When springtime comes to northern Illinois (OK, so sometimes it is sort of hard to tell when winter ends and spring begins), thoughts often turn to potholes.
The almost daily freeze/thaw cycle around these parts seems to create canyons where the day before were nice, smooth stretches of pavement. And that’s not only annoying, it can also be expensive, requiring front-end alignments and even sometimes new tires and/or wheels.
But just imagine for a moment if there was no pavement at all. That’s the condition area residents had to deal with until the relatively recent past.
After hearing the song “Jingle Bells” on the radio one winter day back when I was a teenager, I asked my grandmother whether she had ever gone for any sleigh rides when she was a youngster. My grandmother was the kindest, gentlest person I have ever known, but she gave me a look that suggested she thought I needed to get with the program in a major way.
“That’s the only way we could go anywhere when it snowed,” she said, her tone suggesting, in a nice way, that any idiot should have known that.
But for me, at that age, it was a revelation of sorts. I hadn’t really thought about it before, but cars were then, some 60 years ago now, relatively new. My grandfather said he remembered when what he believed was the first automobile drove through Aurora. He was in grade school and they let the kids out of class to see the modern marvel as it chugged past the school.
And, in fact, when my grandparents were dating (they were married in 1909), most travel still was by horse and buggy, bicycle or by rail, although there were a few primitive autos sputtering around. My grandfather lived on the east side of Aurora on Hinman Street in the “Dutchtown” neighborhood. Although at the very edge of town then – they kept a cow and a horse down the street in the wetland that’s now along Ashland Avenue – the house he grew up in is today in a very urban neighborhood.
On the other hand, my grandmother lived on the family farm on Route 59 about where the upscale Royal Mews Circle is nowadays, just south of 103rd Street. To visit his girl, grandfather either cycled (the most usual way) or drove his parents’ horse and buggy out what is today New York Street and then through the country roads to grandmother’s farm.
Today, that route is four-lane roads, sometimes five, all the way from Aurora’s old east side to the middle of some pretty intense urban development, with lots of traffic signals and busy intersections. It’s also well-lighted with sodium and mercury vapor lights that make it as bright as day even on the darkest, foggiest night.
On one of my grandparents’ dates, grandfather picked up grandmother with his horse and buggy on a Sunday afternoon and took her to his parents’ house in Aurora. That night, he took her home again. It was an evening, grandmother recalled, when the moon was dark and clouds covered the stars. The road’s surface was black Illinois dirt – gravel on most country roads wouldn’t become common for a few decades – and there were no farms with bright yard lights like you see these days. It was dark, dark in a way that we today, used to so much background light all around us even on the darkest nights, cannot quite come to grips with.

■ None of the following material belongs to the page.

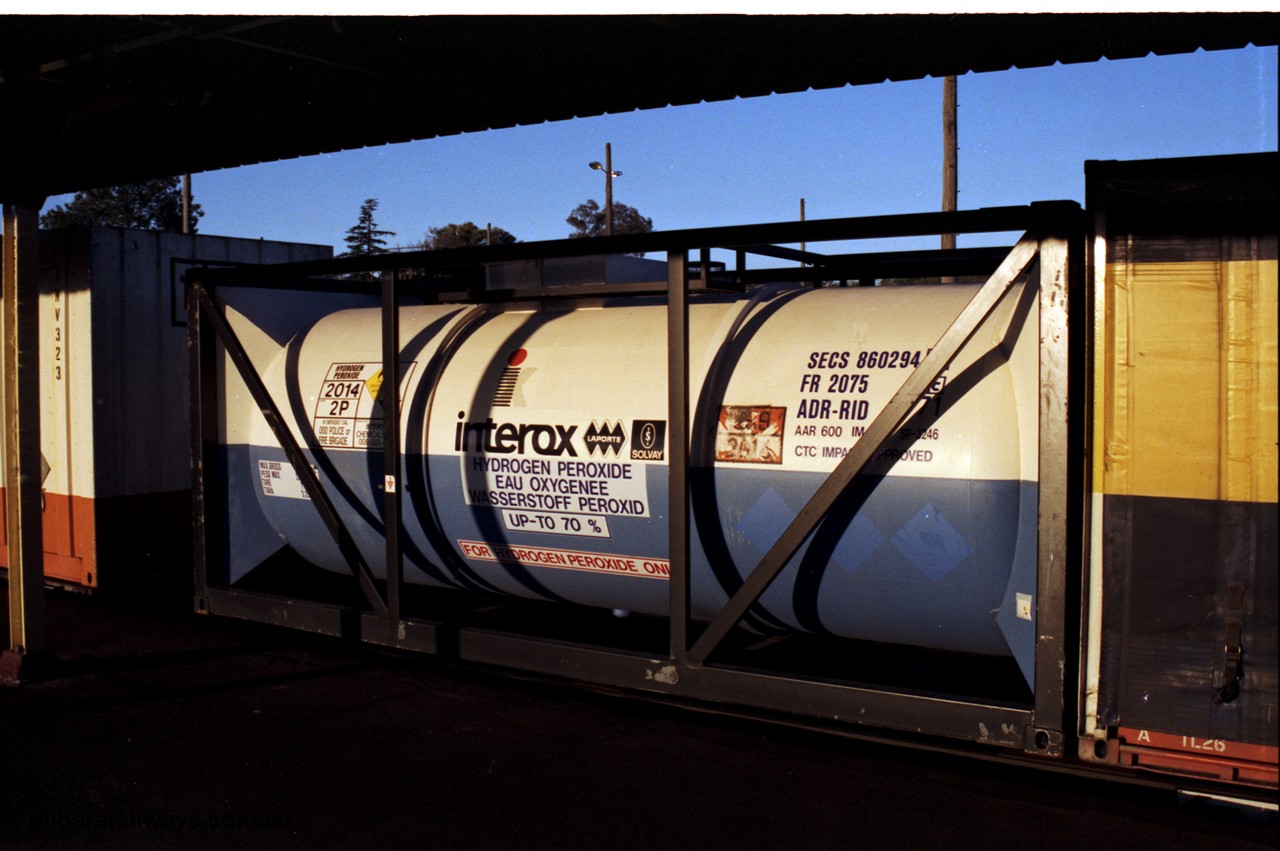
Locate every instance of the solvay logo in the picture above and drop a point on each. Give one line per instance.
(648, 439)
(604, 439)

If that wasn’t bad enough, a light fog settled as the sun set, blocking what tiny amount of light from the stars that may have existed. Although the pair had traveled the route many times, both were worried about finding their way. In order to get to my grandmother’s parents’ farm, grandfather got off the buggy and led the horse along the route, guided by keeping one hand on the fences running alongside the road.
Only the largest towns of that era had paved streets, and paved streets usually stopped at the border of the city center. Small towns such as Yorkville, Montgomery and Oswego had dirt streets well into the 20th century. One of my favorite photos in the collections of the Little White School Museum in Oswego shows what appears to be a Model T Ford roaring north on Main Street through the village’s business district about 1918 throwing up a cloud of dust on the dirt street.

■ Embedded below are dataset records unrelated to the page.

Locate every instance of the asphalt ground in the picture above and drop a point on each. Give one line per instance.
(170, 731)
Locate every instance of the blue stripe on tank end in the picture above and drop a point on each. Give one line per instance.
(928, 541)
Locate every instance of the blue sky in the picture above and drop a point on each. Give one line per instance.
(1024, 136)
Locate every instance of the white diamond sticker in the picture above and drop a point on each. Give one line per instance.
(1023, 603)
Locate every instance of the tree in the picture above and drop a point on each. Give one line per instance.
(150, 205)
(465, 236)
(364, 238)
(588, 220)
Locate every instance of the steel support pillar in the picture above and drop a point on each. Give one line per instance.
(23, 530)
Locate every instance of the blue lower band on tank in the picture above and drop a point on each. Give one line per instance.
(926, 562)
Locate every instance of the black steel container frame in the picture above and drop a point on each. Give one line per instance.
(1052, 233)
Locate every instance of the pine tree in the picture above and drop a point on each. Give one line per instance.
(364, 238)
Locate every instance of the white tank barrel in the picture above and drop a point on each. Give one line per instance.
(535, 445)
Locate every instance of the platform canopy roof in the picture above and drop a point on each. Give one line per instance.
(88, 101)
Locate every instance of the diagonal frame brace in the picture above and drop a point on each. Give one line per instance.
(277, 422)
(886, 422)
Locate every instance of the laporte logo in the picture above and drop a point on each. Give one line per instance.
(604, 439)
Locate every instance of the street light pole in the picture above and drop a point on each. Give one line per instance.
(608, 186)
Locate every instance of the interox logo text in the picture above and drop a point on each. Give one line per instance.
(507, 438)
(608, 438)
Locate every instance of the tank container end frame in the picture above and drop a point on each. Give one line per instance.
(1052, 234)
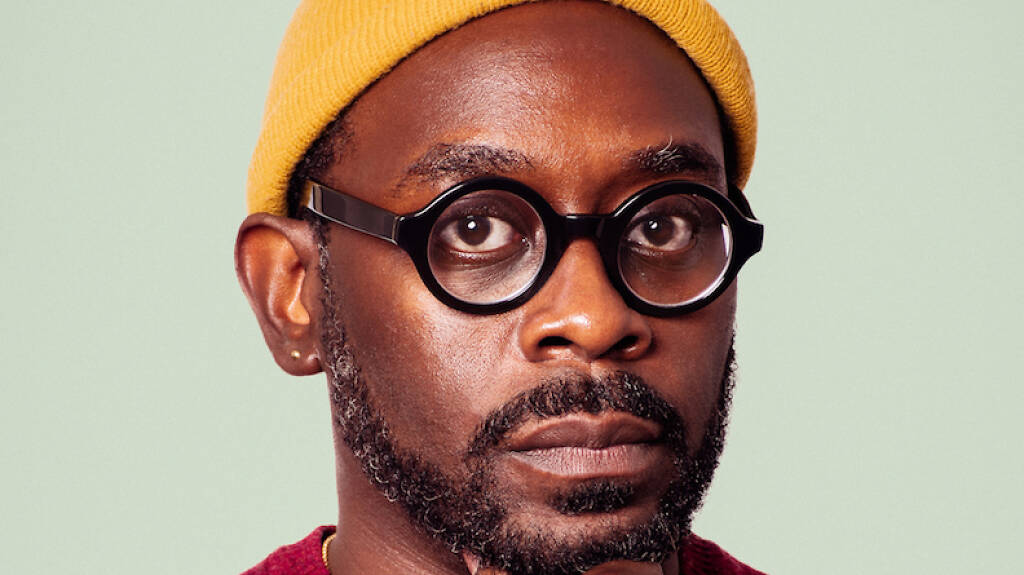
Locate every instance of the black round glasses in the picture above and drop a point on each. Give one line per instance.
(487, 245)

In the spring and during winter thaws, those dirt roads and streets turned into seemingly bottomless pits of black, sticky mud and transportation virtually halted. In order to get to town, farmers would hook their heaviest team of draft horses to their lightest buggy. The giant Clydesdales or powerful Percherons would literally drag their buggies through the mud.
And that’s why interurban streetcars and passenger trains were so important until after the first quarter of the 20th century. Unless going by rail, travel in the early spring was incredibly difficult, and hauling any farm produce to market was virtually impossible.
Eventually, major roads were graveled. A few, such as today’s Route 25 between Aurora and Oswego were paved as demonstrations before World War I, but not until 1918 did Gov. Henry Horner champion the “Hard Road Project” that provided concrete, all weather roads throughout the state.
Paving country roads was a much slower process. In the spring, many gravel roads sank right into the prairie mud. I remember in the spring of 1958 that my dad’s pickup truck sank in our road – North Adams Street in Oswego – right up to the axles and had to be towed out. Plainfield Road, now a major county thoroughfare, wasn’t paved until 1962, and it wasn’t all that long ago that the last gravel township road in Oswego Township was blacktopped. Most of the rest of the county’s townships all maintain gravel roads because of the high cost of putting down a hard surface, although maintenance costs are cut significantly.
Potholes definitely can be a bother, but I always figure the good news is that potholes indicate there’s a hard surface in which the holes appear.